On Monday, Alistair Darling fired off the first rounds in the next general election campaign. Now, our dear Chancellor isn't the world's most inspiring speaker, but the text is striking for the change of course that it sets.
The package announced is all about restoring some confidence in the economy and putting a bit of money back into the pockets of the ordinary man and woman - targetted at the lowest earners in the economy. He's explained how it will all be repaid - so repeating the Tory campaign around 'Labour's Tax Bombshell' will be at least partially neutralised. For the first time in years, we have a real gap between the parties over taxation. The Tories are promising unfunded tax cuts of limited reach and are now committed to reducing government spending, while Labour has put forward detailed plans ready for dissection in an attempt to add some oil to the economic gearbox.
Labour has been open about this - these are short-term measures to cushion the recession and perhaps help a gentle up turn and we will all have to bear the cost of them once the recovery is properly under way. It isn't a massive jolt to the economy - which is probably a good thing, as we don't want to trigger a short term, destructive boom.
The big shift is that those who have benefitted most from the growth of the past decade, the big earners, will pay a bit more. The pips are hardly going to squeak - the bill for those earning over £150,000 a year will amount to £3,000. A balance always has to be struck between raising tax and encouraging these taxpayers to run to their accountants. For the first time in years, the only major party promising to tax those who have the most a little bit more will be Labour, as even the Liberal Democrats abandoned that policy themselves a few months ago. Redistribution is back on the agenda - although it has been going on very quietly for most of the decade. Even the VAT reduction will benefit low earners more, as they spend a large share of their income.
The Tories have again found themselves wrong-footed, having to rely on claims that those earning over £19,000 will be worse off. You can't argue with the fact that they will be - by around £3 a year, which will in many cases outweighed by additional payments. Even with the increases in NI payments from April 2011, the bottom 30% of earners will still be better off across the board. In contrast, the Tory rescue package - which offered NI holidays to firms recruiting new staff would only help those firms actually able to justify the costs of new employees, which might be challenging in the current economic environment. To be honest, since the massive flaw in the Thatcherite free market system was exposed by the near collapse of the global banking system - prompting those dashing, independent, light-touch regulation business people to suddenly run to government begging for help - the Tories have floundered. They don't seem to understand that the rules of the game have changed.

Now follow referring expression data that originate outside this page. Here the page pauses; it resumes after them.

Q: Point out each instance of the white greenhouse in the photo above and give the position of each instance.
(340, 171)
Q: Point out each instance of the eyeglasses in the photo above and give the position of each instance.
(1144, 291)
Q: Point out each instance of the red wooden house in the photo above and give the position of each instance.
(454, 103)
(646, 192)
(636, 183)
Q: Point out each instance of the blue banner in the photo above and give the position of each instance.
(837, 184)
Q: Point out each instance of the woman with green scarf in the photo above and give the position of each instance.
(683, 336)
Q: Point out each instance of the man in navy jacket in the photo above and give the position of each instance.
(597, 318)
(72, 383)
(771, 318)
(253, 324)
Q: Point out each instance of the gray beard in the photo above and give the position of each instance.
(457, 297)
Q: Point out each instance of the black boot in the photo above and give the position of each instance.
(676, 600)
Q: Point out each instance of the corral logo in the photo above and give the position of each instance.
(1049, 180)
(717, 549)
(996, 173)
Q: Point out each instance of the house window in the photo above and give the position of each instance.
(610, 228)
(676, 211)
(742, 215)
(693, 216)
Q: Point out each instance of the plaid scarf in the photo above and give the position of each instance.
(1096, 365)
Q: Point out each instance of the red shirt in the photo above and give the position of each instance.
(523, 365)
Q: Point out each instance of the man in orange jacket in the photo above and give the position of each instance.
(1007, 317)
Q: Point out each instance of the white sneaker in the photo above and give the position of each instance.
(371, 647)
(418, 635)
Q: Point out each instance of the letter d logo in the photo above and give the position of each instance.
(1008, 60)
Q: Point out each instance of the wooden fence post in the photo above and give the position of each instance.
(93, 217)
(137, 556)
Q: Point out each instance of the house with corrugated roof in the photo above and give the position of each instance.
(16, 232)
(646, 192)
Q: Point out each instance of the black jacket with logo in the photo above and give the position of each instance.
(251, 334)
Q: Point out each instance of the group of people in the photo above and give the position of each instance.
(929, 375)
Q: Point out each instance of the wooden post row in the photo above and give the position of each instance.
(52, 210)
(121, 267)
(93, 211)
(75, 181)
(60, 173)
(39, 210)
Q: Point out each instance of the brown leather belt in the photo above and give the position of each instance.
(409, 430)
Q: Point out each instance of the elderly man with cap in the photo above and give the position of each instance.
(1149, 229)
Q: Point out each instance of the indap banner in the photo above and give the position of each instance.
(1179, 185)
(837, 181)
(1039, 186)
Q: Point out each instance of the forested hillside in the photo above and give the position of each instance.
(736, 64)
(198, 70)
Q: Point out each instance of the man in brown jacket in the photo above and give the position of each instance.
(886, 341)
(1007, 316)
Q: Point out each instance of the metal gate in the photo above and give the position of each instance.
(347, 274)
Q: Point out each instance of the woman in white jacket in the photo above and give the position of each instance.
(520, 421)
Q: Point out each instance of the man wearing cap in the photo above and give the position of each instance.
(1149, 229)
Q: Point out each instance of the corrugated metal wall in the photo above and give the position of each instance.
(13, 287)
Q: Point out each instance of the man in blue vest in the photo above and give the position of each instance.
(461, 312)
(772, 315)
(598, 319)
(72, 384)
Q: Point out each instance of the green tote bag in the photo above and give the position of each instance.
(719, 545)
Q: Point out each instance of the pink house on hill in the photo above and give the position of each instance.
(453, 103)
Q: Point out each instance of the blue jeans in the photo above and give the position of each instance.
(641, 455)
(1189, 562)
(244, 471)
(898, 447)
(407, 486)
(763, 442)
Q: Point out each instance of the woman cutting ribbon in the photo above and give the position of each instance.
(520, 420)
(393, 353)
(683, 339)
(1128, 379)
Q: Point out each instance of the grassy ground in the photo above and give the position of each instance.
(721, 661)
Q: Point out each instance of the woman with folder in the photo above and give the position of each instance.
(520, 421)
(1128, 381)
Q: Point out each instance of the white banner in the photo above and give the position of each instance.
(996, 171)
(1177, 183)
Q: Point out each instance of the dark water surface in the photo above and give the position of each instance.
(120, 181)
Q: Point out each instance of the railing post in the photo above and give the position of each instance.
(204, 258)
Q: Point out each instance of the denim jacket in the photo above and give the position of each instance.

Even as he berates Darling for increasing government borrowing, Osborne has proposed offering even more government money to underwrite loans to businesses, without any indication of the risk to which the taxpayer might be exposed.
The whole package is remarkably brave - nobody knows whether it will work and I'm not sure how success will be measured. Every redundancy or business collapse will be cited as proof of the failure of the policy, but we'll never know how bad it would be otherwise. But the risks of inaction vastly outweigh the risks of action. Do nothing is not an option here - despite the Tories bleating that this is all wrong and that they wouldn't have started from here anyway. My one doubt is over the tax rise on fuel, which will be a permanent one - that may be a mistake.
While this will provide a welcome boost for different areas of the economy, it is also the first blast of the next manifesto. It paints the Tories into the corner of demanding tax cuts for their rich friends. Even the new moderate that is Portillo was fulminating on This Week tonight that a government taking half someone's earnings is immoral, ignoring the simple mathematical fact that HMRC will only collect 45% of what you earn over the £150k point - not good form for a former Treasury minister.
Still, given that their previous flagship policy was their billion-pound tax break for a few thousand rich families (including a number of the Tory front bench), we shouldn't expect them to give a damn about the ordinary people, should we?